The third area is often overlooked in the demand for “Housing First.” Social and cultural sustainability means that living spaces should be welcoming, safe, and supportive of their residents, especially vulnerable populations (Black, Indigenous, and non-white people, trans people, queer people, women, children, DV and SA survivors, disabled people, undocumented people, refugees, sex workers, elders, etc.); inclusive of all but fiercely intolerant of harm. This requires each community to respect all individuals within it and to treat all members with empathy, compassion, and comradery, participate in survivor-centered restorative justice if harm is caused, and be committed to eradicating anti-Blackness, Islamophobia, Sinophobia, antisemitism, transphobia, homophobia, ableism, fatphobia, ageism, and all forms of interpersonal and institutional discrimination, domination, and violence within their community. It also means that living spaces should be designed and organized to encourage positive and consensual relations, clear and healthy communication, personal privacy, and cooperation. Socially sustainable housing means providing a healthy physical space for people to find refuge in, be vulnerable in a safe environment, and participate in a supportive community based on wellness and autonomy from the parasitic landlord class, the capitalist housing market, and gentrification. Culturally sustainable housing ensures that individual and group cultural rites, traditions, practices, and beliefs are respected and protected from harm or disruption, and that cultural diversity is embraced without becoming commodified.

Lastly, in a country built on the ongoing genocide and displacement of Indigenous peoples, ongoing
enslavement of New Afrikan and Immigrant laborers, anti-Black, antisemitic, and Islamophobic
terrorist attacks on churches, synagogues, and mosques, police brutality and gentrification, state
surveillance, gendered violence, legalized hate crimes, and widespread cultural acceptance and
tolerance of white supremacy, it is essential for housing and other revolutionary spaces to provide
the masses with a safe environment for complete physical, mental, emotional, and spiritual wellness.

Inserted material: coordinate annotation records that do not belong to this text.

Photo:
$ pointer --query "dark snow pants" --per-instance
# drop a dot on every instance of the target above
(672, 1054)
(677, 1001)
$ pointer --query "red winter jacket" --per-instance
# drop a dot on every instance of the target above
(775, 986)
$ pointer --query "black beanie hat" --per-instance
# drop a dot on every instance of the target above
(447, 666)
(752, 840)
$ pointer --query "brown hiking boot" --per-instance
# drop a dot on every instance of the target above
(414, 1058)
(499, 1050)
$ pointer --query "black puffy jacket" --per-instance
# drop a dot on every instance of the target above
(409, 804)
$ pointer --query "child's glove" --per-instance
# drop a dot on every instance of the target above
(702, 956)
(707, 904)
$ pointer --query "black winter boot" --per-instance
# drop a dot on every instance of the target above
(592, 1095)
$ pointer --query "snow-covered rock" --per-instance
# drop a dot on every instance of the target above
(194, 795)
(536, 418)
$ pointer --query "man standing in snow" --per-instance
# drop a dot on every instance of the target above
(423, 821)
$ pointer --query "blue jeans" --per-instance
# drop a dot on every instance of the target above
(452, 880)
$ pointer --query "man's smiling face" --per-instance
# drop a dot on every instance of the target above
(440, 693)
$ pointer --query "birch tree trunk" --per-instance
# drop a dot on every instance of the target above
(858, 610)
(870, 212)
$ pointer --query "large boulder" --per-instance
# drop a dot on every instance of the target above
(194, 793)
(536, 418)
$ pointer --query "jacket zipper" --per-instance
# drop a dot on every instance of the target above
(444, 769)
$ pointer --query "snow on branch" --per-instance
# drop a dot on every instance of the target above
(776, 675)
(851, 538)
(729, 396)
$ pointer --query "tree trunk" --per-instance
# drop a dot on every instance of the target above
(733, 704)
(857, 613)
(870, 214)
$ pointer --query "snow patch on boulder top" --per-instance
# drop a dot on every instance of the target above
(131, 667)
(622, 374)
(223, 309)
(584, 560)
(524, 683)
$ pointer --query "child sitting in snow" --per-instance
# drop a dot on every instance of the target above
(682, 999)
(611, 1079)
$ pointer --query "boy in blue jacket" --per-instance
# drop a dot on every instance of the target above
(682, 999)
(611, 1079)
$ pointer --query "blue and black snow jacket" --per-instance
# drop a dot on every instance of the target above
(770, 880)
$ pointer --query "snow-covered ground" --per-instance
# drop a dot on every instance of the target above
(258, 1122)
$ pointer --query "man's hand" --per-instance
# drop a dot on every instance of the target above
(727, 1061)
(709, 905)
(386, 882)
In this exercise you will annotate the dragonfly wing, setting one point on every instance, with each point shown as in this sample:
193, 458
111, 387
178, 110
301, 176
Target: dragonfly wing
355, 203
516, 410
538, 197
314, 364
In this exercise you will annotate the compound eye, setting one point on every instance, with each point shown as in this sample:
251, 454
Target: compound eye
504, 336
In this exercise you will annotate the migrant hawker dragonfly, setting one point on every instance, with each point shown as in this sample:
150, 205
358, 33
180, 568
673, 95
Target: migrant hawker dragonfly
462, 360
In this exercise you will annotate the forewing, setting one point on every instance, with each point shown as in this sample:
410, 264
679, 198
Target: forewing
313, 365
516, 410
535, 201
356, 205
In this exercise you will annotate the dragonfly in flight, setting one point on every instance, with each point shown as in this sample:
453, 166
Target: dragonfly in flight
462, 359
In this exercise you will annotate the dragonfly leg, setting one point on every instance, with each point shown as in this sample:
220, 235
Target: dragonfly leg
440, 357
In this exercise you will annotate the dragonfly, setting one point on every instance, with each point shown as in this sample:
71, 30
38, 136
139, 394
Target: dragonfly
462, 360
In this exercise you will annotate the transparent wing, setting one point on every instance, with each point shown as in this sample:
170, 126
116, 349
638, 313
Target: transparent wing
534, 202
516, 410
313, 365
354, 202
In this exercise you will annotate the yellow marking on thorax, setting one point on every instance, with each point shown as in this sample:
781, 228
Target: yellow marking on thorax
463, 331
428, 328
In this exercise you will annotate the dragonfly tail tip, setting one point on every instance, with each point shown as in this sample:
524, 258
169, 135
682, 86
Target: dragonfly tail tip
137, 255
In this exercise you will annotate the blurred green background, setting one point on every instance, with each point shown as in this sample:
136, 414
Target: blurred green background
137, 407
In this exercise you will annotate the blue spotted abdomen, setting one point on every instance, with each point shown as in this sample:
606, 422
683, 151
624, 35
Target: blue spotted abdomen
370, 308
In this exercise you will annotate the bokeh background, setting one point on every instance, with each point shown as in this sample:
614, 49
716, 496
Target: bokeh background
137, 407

We absolutely have the ability to build these spaces for those who need them, within self-sufficient
anti-capitalist and anti-colonial communities that have full autonomy over their own resources.
Our Three Pillar Model of Sustainability addresses the issues of picking, choosing, and
compromising housing and community features that are so common within the capitalist housing
system, and by focusing equally and fully on all three major areas of sustainability, we advocate for
economically-just, environmentally conscious, and healthy socio-cultural living spaces, work
environments, goods, services, and systems of proletarian organization for unhoused, at-risk,
working, poor, and colonized people away from the control of greedy landlords and the capitalist
markets and state that are solely responsible for our country’s growing oppressed populations.

To feel “at home” can be a long and painful process for unhoused, at-risk, working, poor, and
colonized people. Many of us have never actually felt “at home” before, or perhaps only for a few
days, weeks, or months at most. For many of us, “home” might be a moment, a memory, a
person/group of people, or maybe simply what we carry on our backs. But one’s home is deeply
personal, so while we might be able to survive with just a sense of one, we deserve to have a physical
space to call home as well. We deserve an intentional, revolutionary space where we can eat, bathe,
sleep, read, teach, learn, grow, love, and be loved. We all deserve a place to set down our “home”
and rest our heads without fear of being cast back out into the cold. Anything less is barbarism.